45 bhp, 415 cu. in. F-head inline six-cylinder engine, three-speed manual transmission, front leaf-spring suspension, rear three-quarter elliptic under slung suspension, and two-wheel rear mechanical brakes. Wheelbase: 128 in.
As the American craze for bicycles died off in the late 1890s, the companies that had built them turned to other products to stay afloat. One of these companies, located in Racine, Wisconsin, ended up producing a motorcycle and then the Mitchell automobile, which was launched in 1903. While the company experimented early on with such advancements as two-stroke engines and air cooling, they eventually settled on a car of conventional design, which featured water-cooled engines and a shaft drive. As production continued, four- and six-cylinder models were made available, along with a short-lived V-8 and a V-12.
By the time production came to an end in 1923, the Mitchell had come to be considered one of the finest-quality American cars. There were more expensive and flamboyant automobiles available, but few were as solidly constructed as the Mitchell. The company believed in its product and what it offered, and they forthrightly advertised it as “the car you ought to have, at the price you ought to pay.”

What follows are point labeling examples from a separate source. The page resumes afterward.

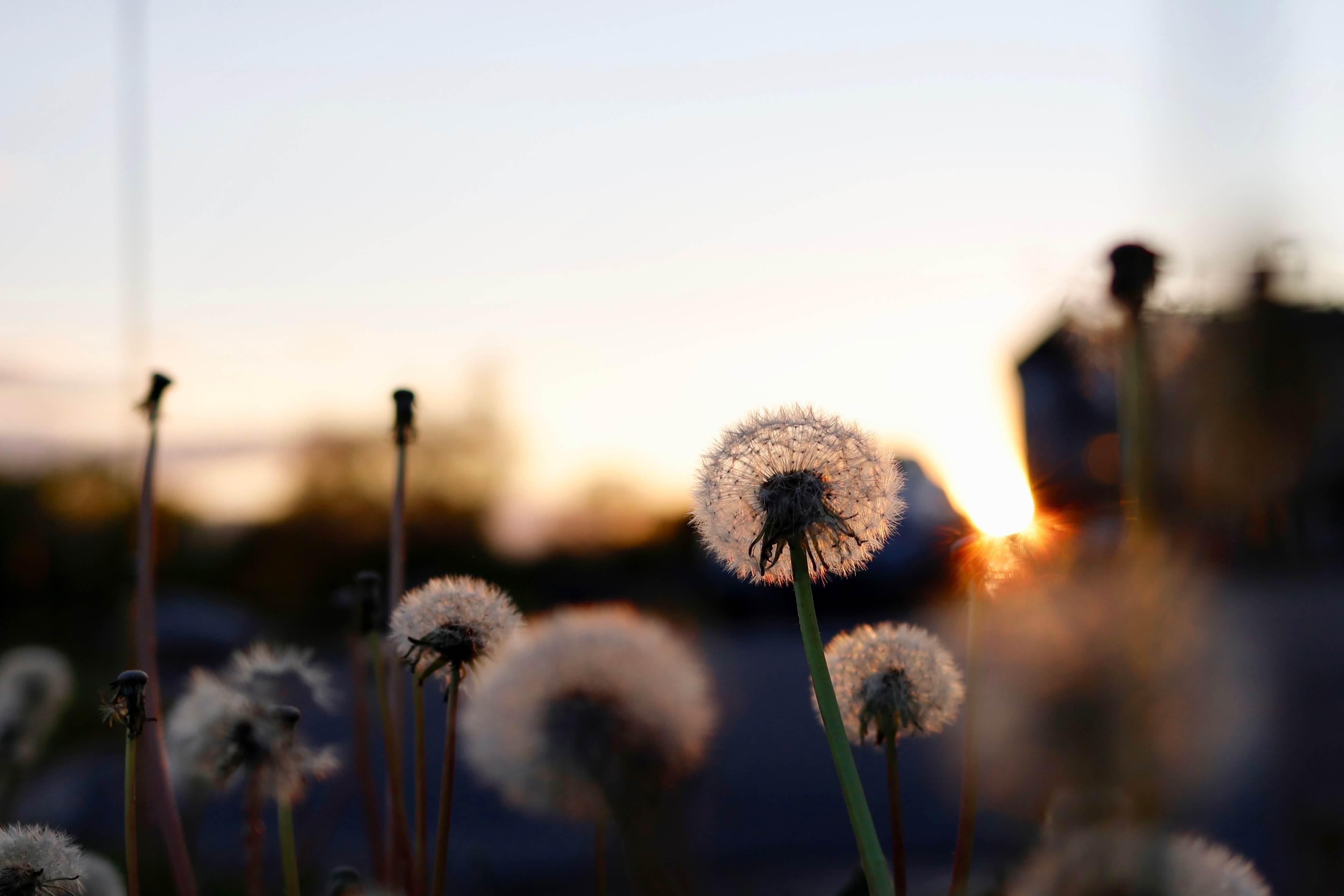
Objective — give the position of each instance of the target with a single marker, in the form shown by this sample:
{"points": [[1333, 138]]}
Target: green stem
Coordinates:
{"points": [[870, 848], [898, 835], [286, 821], [967, 820], [421, 797], [600, 856], [392, 746], [445, 788], [132, 837]]}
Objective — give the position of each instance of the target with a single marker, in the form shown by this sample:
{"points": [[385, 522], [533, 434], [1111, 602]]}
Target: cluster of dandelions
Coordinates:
{"points": [[229, 723], [795, 476], [589, 711], [1120, 859]]}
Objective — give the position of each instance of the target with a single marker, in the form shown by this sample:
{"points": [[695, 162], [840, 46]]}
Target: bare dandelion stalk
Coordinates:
{"points": [[147, 653], [289, 858], [970, 770], [445, 789], [861, 819], [421, 796], [600, 856]]}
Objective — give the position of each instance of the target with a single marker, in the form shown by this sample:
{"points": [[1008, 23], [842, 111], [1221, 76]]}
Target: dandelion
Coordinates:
{"points": [[588, 714], [143, 616], [1129, 860], [101, 878], [37, 860], [445, 626], [281, 675], [822, 489], [893, 682], [796, 476], [36, 685]]}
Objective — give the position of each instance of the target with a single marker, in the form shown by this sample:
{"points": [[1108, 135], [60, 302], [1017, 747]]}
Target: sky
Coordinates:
{"points": [[646, 220]]}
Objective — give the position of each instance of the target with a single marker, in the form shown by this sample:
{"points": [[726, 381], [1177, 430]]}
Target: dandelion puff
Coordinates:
{"points": [[269, 675], [893, 682], [589, 711], [36, 685], [101, 878], [1120, 859], [37, 860], [451, 620], [793, 473]]}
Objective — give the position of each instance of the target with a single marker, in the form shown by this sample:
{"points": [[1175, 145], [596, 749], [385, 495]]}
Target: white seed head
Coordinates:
{"points": [[455, 618], [796, 473], [893, 680], [588, 710], [1126, 860], [39, 860], [101, 878], [36, 685], [283, 675]]}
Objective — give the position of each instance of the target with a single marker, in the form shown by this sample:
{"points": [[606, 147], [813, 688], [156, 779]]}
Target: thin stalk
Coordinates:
{"points": [[254, 833], [600, 856], [967, 820], [445, 789], [132, 837], [363, 761], [147, 659], [866, 835], [392, 746], [898, 832], [289, 859], [421, 796], [1136, 444]]}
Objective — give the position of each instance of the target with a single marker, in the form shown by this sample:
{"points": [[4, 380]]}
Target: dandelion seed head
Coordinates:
{"points": [[37, 860], [1129, 861], [101, 878], [587, 710], [281, 675], [793, 473], [454, 620], [893, 682], [36, 685]]}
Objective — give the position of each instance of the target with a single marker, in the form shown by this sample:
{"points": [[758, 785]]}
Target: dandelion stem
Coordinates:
{"points": [[132, 840], [421, 796], [392, 746], [254, 832], [363, 762], [445, 789], [600, 856], [898, 836], [865, 832], [967, 820], [288, 856], [147, 659]]}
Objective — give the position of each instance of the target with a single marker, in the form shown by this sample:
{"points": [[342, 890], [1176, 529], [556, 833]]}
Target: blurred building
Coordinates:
{"points": [[1248, 426]]}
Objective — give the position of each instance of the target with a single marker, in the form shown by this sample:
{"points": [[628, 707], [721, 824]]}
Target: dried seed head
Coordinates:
{"points": [[37, 860], [36, 685], [101, 878], [127, 704], [284, 675], [451, 620], [589, 711], [797, 475], [893, 682], [1126, 861]]}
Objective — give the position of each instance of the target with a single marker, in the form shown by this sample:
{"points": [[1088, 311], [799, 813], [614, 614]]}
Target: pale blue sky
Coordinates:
{"points": [[651, 218]]}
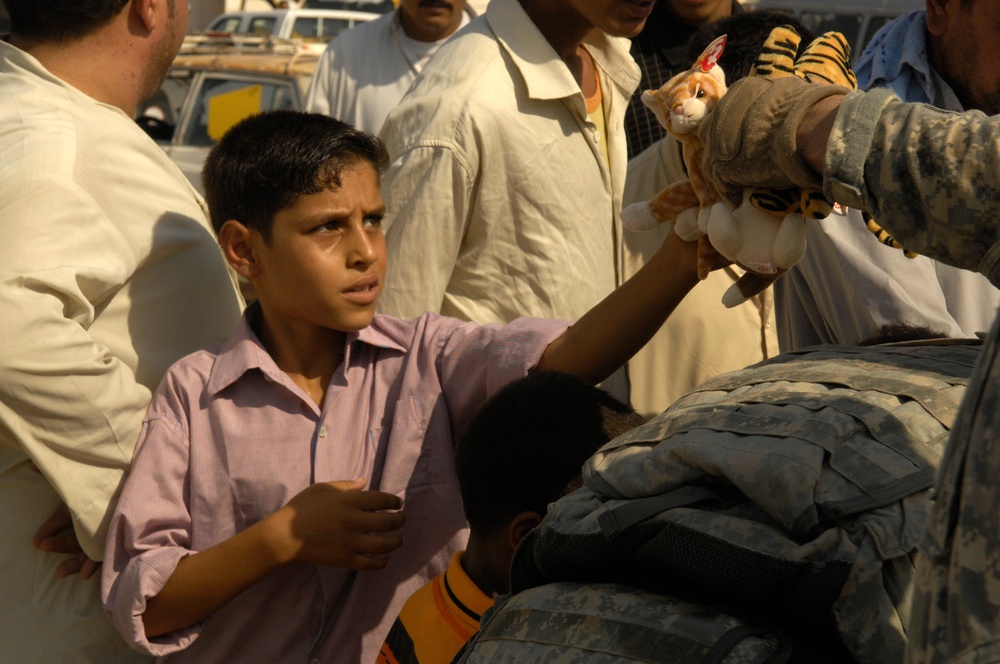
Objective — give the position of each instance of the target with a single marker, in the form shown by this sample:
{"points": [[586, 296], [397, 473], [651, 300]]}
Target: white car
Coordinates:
{"points": [[215, 82], [312, 27]]}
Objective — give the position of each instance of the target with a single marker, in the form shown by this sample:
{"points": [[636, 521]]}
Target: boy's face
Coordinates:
{"points": [[325, 265], [619, 18]]}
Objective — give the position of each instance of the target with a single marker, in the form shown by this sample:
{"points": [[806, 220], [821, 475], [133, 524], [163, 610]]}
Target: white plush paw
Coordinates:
{"points": [[686, 225], [637, 217]]}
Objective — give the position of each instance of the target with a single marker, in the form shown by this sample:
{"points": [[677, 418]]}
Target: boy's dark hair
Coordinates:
{"points": [[526, 446], [263, 163], [61, 20], [746, 32]]}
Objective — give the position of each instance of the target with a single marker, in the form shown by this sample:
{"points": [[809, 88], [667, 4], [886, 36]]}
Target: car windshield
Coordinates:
{"points": [[159, 115]]}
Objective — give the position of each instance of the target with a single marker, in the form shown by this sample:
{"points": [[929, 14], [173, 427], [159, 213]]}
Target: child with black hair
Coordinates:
{"points": [[263, 517], [522, 451]]}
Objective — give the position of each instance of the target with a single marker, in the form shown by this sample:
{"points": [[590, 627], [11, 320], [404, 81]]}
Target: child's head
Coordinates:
{"points": [[295, 200], [263, 163], [524, 449]]}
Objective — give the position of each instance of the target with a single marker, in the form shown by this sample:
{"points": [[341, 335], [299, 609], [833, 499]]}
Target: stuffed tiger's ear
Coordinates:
{"points": [[828, 57], [777, 55]]}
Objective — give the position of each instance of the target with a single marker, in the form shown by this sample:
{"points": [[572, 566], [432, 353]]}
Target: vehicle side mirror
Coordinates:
{"points": [[157, 129]]}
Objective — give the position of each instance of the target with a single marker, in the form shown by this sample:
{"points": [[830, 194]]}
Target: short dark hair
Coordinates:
{"points": [[526, 446], [263, 163], [60, 20], [746, 32]]}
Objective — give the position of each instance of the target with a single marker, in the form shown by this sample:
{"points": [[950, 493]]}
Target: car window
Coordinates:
{"points": [[261, 25], [158, 115], [334, 26], [306, 28], [222, 102], [230, 24]]}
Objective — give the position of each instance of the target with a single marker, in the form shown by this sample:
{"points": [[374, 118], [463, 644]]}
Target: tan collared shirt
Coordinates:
{"points": [[109, 272], [500, 201]]}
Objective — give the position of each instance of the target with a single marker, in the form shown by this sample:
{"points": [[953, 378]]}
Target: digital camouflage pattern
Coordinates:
{"points": [[956, 605], [931, 177], [572, 623], [799, 483]]}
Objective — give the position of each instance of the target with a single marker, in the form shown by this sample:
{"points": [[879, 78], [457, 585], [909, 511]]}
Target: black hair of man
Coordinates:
{"points": [[61, 20], [526, 446], [746, 33], [263, 163]]}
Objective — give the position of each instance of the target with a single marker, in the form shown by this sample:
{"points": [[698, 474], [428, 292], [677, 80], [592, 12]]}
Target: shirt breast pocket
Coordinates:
{"points": [[414, 457]]}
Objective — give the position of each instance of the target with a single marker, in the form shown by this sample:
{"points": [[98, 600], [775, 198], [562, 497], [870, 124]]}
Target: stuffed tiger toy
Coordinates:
{"points": [[826, 59]]}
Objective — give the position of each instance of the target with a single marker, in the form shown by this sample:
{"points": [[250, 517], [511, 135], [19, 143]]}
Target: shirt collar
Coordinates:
{"points": [[544, 73], [244, 351]]}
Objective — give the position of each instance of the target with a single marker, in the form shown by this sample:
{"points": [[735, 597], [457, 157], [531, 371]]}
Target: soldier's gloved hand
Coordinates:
{"points": [[750, 137]]}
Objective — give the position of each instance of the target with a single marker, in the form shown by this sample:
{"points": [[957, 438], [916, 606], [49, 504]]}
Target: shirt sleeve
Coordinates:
{"points": [[477, 360], [69, 403], [428, 191], [151, 528], [928, 176]]}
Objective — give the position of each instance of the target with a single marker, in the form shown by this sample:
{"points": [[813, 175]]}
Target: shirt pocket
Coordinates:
{"points": [[413, 459]]}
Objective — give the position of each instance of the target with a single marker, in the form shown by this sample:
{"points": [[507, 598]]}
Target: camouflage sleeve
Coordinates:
{"points": [[956, 600], [930, 177]]}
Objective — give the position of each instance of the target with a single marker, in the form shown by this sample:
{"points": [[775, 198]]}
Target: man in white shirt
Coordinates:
{"points": [[848, 287], [109, 273], [508, 165], [366, 70]]}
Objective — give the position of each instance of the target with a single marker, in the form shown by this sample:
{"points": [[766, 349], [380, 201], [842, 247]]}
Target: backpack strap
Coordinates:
{"points": [[618, 519]]}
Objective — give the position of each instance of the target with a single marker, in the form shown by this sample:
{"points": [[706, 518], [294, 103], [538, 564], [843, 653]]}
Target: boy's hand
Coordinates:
{"points": [[56, 535], [335, 523]]}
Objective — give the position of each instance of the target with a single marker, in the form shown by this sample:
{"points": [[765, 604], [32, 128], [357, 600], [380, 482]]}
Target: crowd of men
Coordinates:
{"points": [[508, 145]]}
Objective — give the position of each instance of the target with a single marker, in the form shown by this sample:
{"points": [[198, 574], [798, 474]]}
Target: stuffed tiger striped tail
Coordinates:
{"points": [[884, 236], [777, 57], [829, 59]]}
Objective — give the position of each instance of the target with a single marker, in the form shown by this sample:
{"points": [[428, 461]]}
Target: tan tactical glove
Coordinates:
{"points": [[750, 138]]}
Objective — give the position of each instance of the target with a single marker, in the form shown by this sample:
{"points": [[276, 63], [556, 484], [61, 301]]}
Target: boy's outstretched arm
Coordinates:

The 1915 Special Six offered here is one of two six-passenger touring models known to survive today. Typical of Mitchell quality, it features an engine of the company’s own design and construction: an F-head unit with a four-inch bore and a 5.5-inch stroke, which utilizes a cooling system that combines a circulating water pump and a thermo-siphoning system. An on-off sliding switch on the dashboard indicates when the engine is running and when the generator is charging. The car was built to handle the Midwestern roads typical in the Racine area, as it boasts a 4.49:1 rear axle ratio, which allows it to pull through difficult road conditions. Particularly thoughtful are the headlights, which flip around to illuminate the engine when performing emergency roadside repairs at night.
A previous owner found this car hidden away in a Michigan barn in 1987. A thorough restoration in the original color scheme of black and Mitchell Dark Imperial Blue was completed in 2002, after which the car was acquired by an enthusiast whose collection includes some of the finest American automobiles ever produced. The Mitchell was a much-loved part of the collection, resulting in it being displayed at several Concours, including Amelia Island.